İktidarın dışarıya yaptığı aslan taklidinin temeli hiç olmadı, yine de kısa vadeli ‘kazançlar’ koparılabildi. Trump’ın gidip Biden’ın gelmesiyle bu olanaklar da iyice sınırlandı. Biden’ın Avrupa ülkelerini de oyuna çekmeyi planlayan stratejisi, Erdoğan’ın maceraları karşısında daha yekpare bir çizginin durmasına sebep olacak. AKP’nin önceki dönemden kalan kazançları da ayağına daha çok dolaşmaya başlayacaktır.

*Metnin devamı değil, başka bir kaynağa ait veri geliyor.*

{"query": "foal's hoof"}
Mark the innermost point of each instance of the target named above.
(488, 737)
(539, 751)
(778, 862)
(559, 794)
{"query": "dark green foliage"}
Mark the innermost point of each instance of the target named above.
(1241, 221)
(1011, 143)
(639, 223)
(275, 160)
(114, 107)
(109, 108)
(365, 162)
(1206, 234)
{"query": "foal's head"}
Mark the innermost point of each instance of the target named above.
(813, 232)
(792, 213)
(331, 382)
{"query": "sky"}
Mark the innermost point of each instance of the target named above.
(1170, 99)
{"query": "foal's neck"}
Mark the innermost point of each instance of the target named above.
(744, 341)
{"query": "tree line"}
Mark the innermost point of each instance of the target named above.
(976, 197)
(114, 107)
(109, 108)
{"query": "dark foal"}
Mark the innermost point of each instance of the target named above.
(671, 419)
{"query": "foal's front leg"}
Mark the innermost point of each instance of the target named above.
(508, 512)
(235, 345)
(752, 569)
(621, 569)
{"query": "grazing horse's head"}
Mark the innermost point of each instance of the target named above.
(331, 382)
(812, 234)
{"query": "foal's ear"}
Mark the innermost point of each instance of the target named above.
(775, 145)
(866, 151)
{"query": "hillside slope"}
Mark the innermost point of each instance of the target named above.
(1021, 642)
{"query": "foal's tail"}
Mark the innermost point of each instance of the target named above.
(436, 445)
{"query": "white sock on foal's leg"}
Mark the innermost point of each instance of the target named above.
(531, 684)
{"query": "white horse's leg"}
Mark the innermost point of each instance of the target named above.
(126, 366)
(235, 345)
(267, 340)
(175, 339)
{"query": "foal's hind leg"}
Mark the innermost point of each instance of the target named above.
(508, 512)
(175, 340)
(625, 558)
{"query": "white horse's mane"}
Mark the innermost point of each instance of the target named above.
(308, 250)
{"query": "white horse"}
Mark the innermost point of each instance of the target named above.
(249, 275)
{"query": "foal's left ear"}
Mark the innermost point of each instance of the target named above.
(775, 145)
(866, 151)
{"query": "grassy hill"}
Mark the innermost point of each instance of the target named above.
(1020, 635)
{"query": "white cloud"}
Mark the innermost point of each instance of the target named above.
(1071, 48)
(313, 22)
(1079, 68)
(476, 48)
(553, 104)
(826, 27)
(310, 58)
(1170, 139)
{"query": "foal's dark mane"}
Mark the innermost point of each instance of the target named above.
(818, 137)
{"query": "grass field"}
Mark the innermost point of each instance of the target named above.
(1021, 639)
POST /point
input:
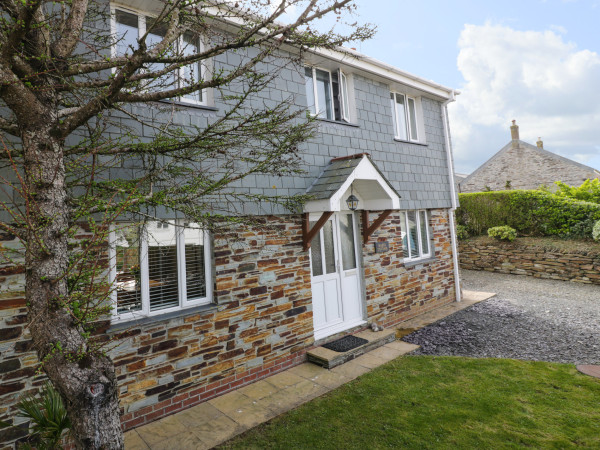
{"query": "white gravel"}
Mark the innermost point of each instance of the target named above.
(530, 318)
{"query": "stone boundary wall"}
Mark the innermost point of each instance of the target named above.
(536, 261)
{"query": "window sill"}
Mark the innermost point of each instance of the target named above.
(411, 142)
(147, 320)
(338, 122)
(416, 262)
(189, 105)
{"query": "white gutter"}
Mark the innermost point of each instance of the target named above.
(453, 194)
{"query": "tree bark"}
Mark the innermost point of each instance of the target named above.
(85, 379)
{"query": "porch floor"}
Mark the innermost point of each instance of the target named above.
(218, 420)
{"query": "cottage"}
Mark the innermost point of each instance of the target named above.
(519, 165)
(213, 312)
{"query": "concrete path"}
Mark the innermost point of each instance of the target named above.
(222, 418)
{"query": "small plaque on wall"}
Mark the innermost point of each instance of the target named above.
(382, 247)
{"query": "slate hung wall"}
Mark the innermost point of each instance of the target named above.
(260, 320)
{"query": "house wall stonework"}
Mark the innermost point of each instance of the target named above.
(397, 291)
(525, 167)
(261, 322)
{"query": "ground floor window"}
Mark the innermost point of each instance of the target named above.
(415, 234)
(159, 267)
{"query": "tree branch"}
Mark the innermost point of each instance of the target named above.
(71, 30)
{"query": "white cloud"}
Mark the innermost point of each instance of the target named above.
(548, 85)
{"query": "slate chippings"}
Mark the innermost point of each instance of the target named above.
(529, 319)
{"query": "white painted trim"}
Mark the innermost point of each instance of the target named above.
(357, 60)
(184, 303)
(363, 171)
(178, 73)
(454, 199)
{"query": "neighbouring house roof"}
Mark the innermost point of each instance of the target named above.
(357, 174)
(524, 144)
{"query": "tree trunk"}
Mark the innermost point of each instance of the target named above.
(85, 380)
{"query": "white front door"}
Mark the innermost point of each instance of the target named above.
(336, 281)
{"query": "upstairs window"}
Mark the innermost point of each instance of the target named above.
(128, 27)
(415, 234)
(404, 111)
(327, 94)
(159, 267)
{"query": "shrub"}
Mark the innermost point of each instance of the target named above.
(503, 233)
(462, 232)
(531, 213)
(48, 418)
(596, 231)
(589, 191)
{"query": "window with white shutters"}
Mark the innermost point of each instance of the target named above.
(415, 234)
(159, 267)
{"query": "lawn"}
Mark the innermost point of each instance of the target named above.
(444, 402)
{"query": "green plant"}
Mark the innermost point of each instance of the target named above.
(48, 416)
(462, 232)
(589, 191)
(530, 212)
(596, 231)
(503, 233)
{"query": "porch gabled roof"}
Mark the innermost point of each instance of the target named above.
(357, 174)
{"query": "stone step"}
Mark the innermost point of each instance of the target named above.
(330, 359)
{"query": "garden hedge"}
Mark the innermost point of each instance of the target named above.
(531, 213)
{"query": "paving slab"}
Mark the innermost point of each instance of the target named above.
(198, 414)
(351, 370)
(188, 441)
(469, 298)
(216, 431)
(243, 410)
(222, 418)
(287, 399)
(133, 441)
(370, 361)
(258, 390)
(285, 379)
(402, 346)
(161, 430)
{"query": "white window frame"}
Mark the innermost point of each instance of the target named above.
(343, 96)
(408, 123)
(184, 302)
(141, 30)
(410, 257)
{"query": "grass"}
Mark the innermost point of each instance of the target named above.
(445, 403)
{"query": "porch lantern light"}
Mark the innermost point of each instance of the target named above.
(352, 201)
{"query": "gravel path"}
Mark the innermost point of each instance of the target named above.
(530, 318)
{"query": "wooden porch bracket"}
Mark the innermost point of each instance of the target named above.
(369, 230)
(308, 235)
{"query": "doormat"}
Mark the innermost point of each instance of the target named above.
(346, 343)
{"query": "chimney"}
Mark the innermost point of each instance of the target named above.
(514, 134)
(514, 130)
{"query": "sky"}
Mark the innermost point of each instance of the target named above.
(534, 61)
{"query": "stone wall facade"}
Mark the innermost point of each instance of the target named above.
(259, 324)
(520, 259)
(525, 166)
(396, 290)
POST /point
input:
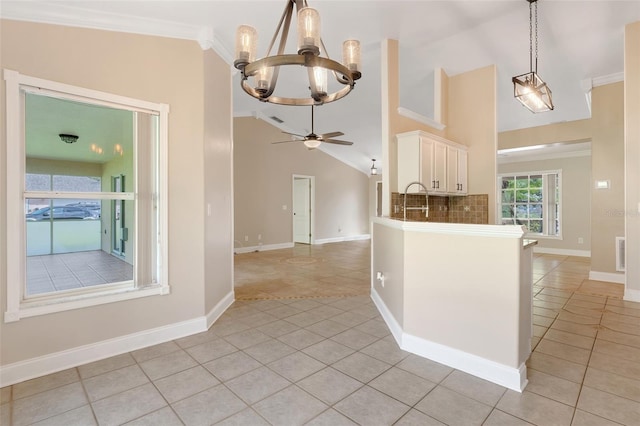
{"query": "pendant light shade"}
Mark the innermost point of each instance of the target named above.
(374, 171)
(529, 88)
(532, 92)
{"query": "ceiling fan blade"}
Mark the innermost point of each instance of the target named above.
(337, 142)
(330, 135)
(293, 134)
(296, 140)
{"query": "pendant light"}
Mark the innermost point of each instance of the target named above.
(374, 171)
(529, 88)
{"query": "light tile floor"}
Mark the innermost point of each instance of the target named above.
(66, 271)
(332, 361)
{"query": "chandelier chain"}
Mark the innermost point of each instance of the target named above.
(536, 12)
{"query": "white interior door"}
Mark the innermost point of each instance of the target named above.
(302, 210)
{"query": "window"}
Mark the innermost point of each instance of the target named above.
(88, 216)
(531, 199)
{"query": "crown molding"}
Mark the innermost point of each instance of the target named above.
(607, 79)
(57, 14)
(420, 118)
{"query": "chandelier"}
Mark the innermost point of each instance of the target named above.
(529, 88)
(264, 72)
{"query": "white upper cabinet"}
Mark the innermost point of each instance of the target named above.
(440, 165)
(456, 171)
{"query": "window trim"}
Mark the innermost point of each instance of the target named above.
(545, 174)
(17, 306)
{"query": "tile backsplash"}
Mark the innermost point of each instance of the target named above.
(455, 209)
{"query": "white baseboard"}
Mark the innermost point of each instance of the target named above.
(341, 239)
(632, 295)
(509, 377)
(389, 319)
(611, 277)
(562, 252)
(220, 307)
(266, 247)
(47, 364)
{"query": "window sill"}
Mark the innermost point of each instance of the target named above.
(59, 303)
(543, 237)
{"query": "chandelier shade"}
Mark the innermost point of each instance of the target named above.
(259, 77)
(529, 88)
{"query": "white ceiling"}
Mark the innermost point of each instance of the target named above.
(580, 42)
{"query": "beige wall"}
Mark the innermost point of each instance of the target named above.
(466, 123)
(576, 200)
(473, 123)
(388, 258)
(373, 193)
(571, 131)
(155, 69)
(632, 155)
(263, 175)
(605, 130)
(607, 160)
(392, 122)
(218, 180)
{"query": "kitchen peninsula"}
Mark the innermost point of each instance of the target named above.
(458, 294)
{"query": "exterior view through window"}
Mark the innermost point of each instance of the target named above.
(74, 236)
(532, 200)
(86, 208)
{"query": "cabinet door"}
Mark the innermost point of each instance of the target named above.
(453, 186)
(439, 168)
(426, 164)
(409, 158)
(462, 172)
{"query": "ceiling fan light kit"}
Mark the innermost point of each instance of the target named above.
(67, 138)
(312, 140)
(264, 71)
(529, 88)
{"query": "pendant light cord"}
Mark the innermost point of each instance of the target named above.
(536, 12)
(530, 37)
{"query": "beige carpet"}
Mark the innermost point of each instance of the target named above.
(304, 271)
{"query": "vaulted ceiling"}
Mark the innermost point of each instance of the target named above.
(580, 44)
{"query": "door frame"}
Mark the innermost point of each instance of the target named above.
(312, 207)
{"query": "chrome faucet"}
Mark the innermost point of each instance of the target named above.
(424, 209)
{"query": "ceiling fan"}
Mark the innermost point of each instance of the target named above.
(312, 140)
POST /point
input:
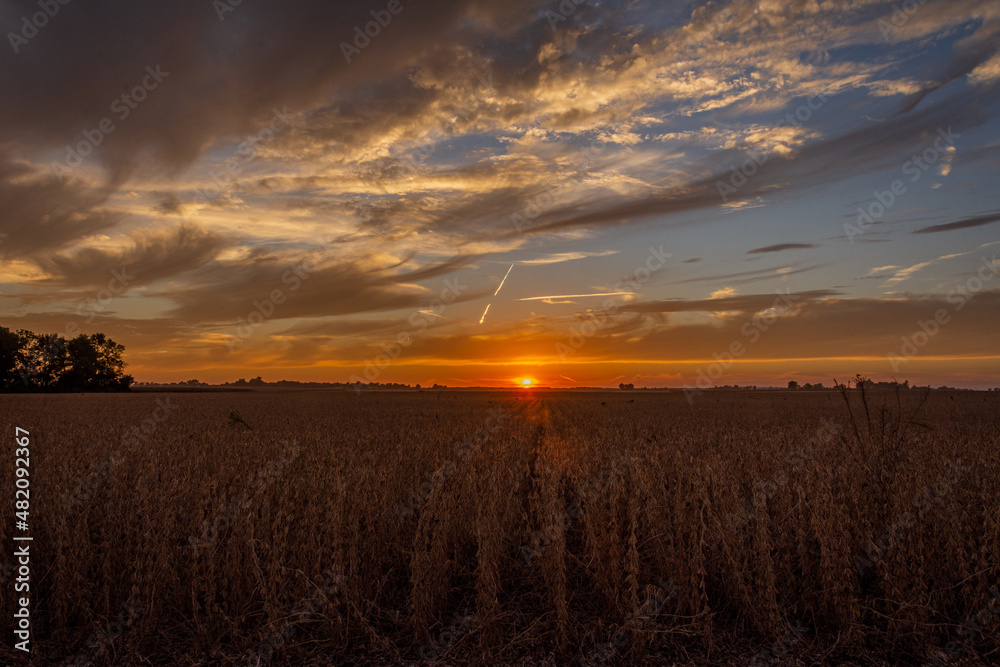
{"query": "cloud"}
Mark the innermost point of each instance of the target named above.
(742, 303)
(152, 256)
(566, 257)
(782, 247)
(965, 223)
(41, 214)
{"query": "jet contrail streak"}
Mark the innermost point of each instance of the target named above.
(503, 281)
(572, 296)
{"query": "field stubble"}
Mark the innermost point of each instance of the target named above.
(498, 527)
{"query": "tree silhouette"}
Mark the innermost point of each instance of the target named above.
(47, 362)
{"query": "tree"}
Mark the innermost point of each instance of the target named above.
(10, 345)
(42, 359)
(95, 364)
(47, 362)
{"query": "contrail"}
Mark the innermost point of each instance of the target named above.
(504, 280)
(572, 296)
(483, 318)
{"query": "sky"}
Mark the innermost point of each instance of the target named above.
(475, 193)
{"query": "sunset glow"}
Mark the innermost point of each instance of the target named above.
(641, 193)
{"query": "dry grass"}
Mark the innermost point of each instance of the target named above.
(605, 528)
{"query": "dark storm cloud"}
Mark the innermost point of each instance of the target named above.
(153, 256)
(965, 223)
(782, 247)
(223, 77)
(39, 213)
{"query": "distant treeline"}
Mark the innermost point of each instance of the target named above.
(49, 362)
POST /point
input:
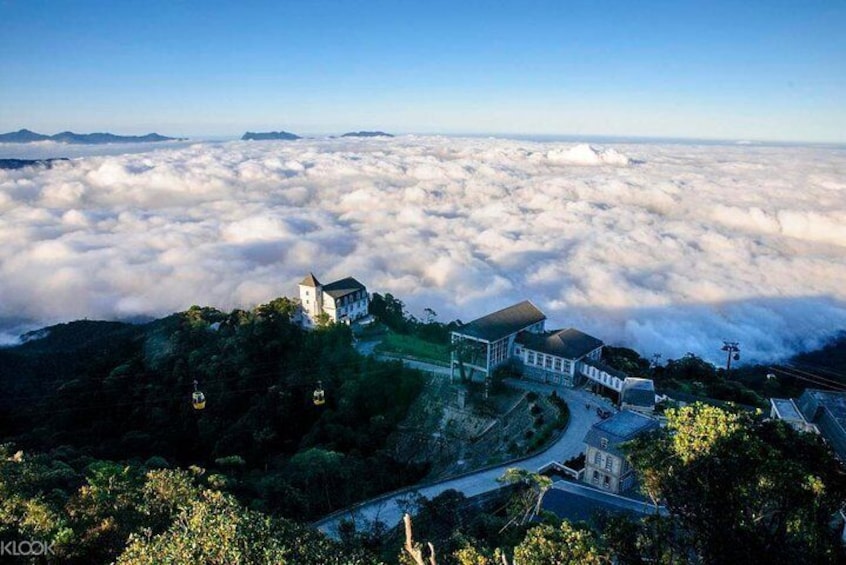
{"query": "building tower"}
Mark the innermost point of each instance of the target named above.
(311, 298)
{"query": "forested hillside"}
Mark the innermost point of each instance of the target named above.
(123, 392)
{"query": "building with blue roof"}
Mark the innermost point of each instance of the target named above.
(606, 465)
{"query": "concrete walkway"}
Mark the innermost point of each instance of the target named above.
(387, 508)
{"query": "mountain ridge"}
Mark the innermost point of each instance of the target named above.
(97, 138)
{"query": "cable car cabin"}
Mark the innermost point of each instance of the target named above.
(319, 396)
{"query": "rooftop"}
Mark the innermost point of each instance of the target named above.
(503, 323)
(618, 429)
(310, 280)
(786, 409)
(343, 287)
(638, 392)
(569, 343)
(606, 368)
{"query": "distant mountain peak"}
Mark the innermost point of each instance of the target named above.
(367, 134)
(28, 136)
(270, 135)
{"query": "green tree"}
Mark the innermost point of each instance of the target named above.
(526, 502)
(564, 545)
(739, 490)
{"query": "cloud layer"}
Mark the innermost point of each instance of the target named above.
(665, 248)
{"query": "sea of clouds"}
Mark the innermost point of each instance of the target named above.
(665, 248)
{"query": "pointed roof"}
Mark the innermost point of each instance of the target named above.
(310, 280)
(503, 322)
(569, 343)
(343, 287)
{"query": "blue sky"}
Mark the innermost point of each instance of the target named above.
(767, 70)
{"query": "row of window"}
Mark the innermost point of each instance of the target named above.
(609, 461)
(548, 362)
(606, 480)
(349, 298)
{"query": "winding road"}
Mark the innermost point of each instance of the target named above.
(387, 508)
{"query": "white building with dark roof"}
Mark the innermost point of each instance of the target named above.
(638, 395)
(343, 301)
(555, 357)
(487, 342)
(606, 465)
(562, 357)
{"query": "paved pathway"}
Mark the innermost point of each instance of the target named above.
(387, 508)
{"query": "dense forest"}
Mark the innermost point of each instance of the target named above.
(122, 392)
(104, 458)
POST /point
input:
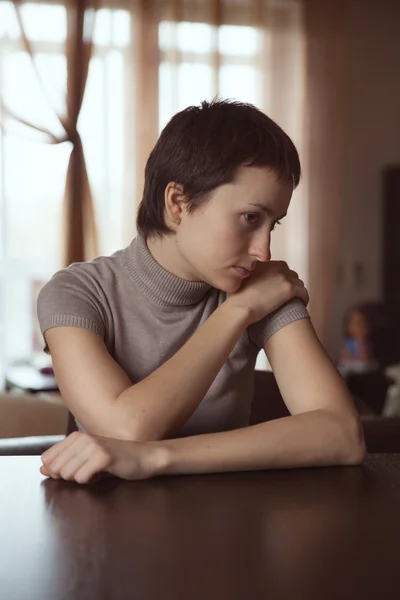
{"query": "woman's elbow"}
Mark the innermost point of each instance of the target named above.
(355, 446)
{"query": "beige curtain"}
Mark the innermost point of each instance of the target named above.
(79, 235)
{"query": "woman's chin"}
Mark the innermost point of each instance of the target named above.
(229, 285)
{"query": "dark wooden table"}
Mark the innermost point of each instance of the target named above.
(310, 534)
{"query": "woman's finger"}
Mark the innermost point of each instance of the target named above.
(91, 468)
(50, 454)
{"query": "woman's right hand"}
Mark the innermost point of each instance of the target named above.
(269, 286)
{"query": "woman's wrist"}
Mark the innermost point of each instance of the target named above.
(159, 458)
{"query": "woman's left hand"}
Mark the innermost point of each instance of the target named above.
(82, 456)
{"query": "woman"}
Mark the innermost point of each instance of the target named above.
(154, 347)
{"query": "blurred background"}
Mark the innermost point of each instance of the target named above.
(87, 86)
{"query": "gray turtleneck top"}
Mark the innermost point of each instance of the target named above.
(145, 314)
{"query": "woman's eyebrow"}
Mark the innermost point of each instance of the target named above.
(267, 210)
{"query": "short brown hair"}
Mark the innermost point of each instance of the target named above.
(202, 147)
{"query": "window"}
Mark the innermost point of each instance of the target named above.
(32, 175)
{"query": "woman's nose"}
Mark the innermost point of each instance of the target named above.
(261, 250)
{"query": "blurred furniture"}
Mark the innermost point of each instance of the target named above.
(308, 534)
(392, 403)
(391, 261)
(382, 434)
(29, 379)
(28, 415)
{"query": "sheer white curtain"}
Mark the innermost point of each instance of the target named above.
(150, 59)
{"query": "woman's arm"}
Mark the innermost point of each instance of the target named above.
(102, 398)
(324, 427)
(317, 438)
(323, 430)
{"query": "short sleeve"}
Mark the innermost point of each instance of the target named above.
(261, 331)
(70, 299)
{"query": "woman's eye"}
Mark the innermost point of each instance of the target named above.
(276, 223)
(251, 218)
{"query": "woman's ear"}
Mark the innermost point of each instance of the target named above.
(174, 198)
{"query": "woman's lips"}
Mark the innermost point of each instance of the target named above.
(242, 272)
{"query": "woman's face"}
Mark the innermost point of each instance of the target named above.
(233, 229)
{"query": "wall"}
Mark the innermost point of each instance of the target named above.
(373, 142)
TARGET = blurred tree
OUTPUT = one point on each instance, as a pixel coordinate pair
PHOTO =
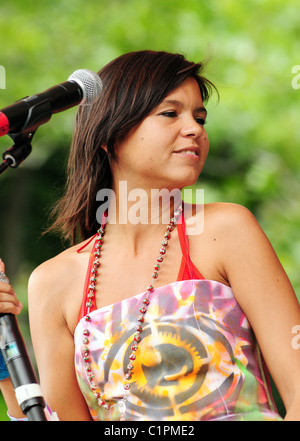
(254, 133)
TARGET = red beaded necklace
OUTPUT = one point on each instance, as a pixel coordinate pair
(140, 319)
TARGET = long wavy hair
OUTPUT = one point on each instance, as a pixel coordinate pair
(134, 84)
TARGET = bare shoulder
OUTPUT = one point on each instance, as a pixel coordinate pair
(55, 269)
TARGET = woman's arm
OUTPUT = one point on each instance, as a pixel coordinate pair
(264, 292)
(53, 342)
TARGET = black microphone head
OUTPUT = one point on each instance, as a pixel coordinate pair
(90, 84)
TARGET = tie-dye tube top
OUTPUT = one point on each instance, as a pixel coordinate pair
(198, 359)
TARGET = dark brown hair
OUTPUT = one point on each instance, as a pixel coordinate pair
(134, 84)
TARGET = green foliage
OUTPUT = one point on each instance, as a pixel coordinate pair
(253, 130)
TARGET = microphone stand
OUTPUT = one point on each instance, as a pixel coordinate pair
(12, 346)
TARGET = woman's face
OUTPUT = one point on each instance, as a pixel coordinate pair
(169, 148)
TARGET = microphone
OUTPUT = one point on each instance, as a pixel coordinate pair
(27, 114)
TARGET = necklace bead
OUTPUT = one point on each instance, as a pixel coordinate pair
(140, 319)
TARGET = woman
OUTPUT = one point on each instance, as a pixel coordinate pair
(184, 347)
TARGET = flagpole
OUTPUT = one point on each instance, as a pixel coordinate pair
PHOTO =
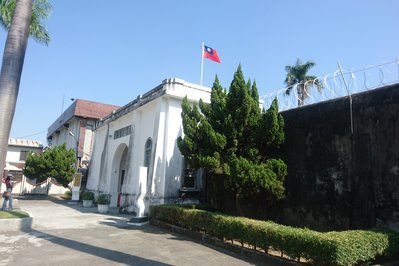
(202, 62)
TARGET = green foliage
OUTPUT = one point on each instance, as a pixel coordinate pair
(57, 162)
(330, 248)
(87, 195)
(41, 10)
(233, 136)
(104, 199)
(297, 76)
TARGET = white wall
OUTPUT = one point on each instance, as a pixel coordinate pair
(158, 119)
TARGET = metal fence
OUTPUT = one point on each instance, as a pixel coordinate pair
(338, 84)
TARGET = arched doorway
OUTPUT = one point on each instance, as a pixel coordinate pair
(118, 176)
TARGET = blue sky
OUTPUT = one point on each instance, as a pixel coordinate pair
(112, 51)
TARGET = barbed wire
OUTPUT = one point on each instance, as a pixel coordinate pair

AKP kendi bekası için ‘geçmişi unutalım’ önerisini herkese götürecektir elbette. Peki ellerinde Batı’ya vaadedecekleri ne kaldı? Biz söyleyelim: Daha fazla savaş ve daha fazla sömürü. Batı’nın en sonunda Türkiye’den beklentisi özgür ve demokratik bir ülke değil, kendi çıkarlarına uygun ve stabil bir siyasi atmosferdir. Bu atmosfer de son kertede kan ve sömürüden başka bir şey getirmez. AKP’nin masaya ‘Bu ortamı en iyi ben sağlarım’ diye gittiği aşikar.
Tüm bunlara rağmen, AKP masaya ne koyarsa koysun, Batı anlaşmaya yanaşmayabilir. Bunun sonucu da AKP’nin sıkışma halinin sürmesi ve muhalefetin etkisinin artması olacaktır. İki durumda da demokrasi gökten zembille inerek gelmeyecektir.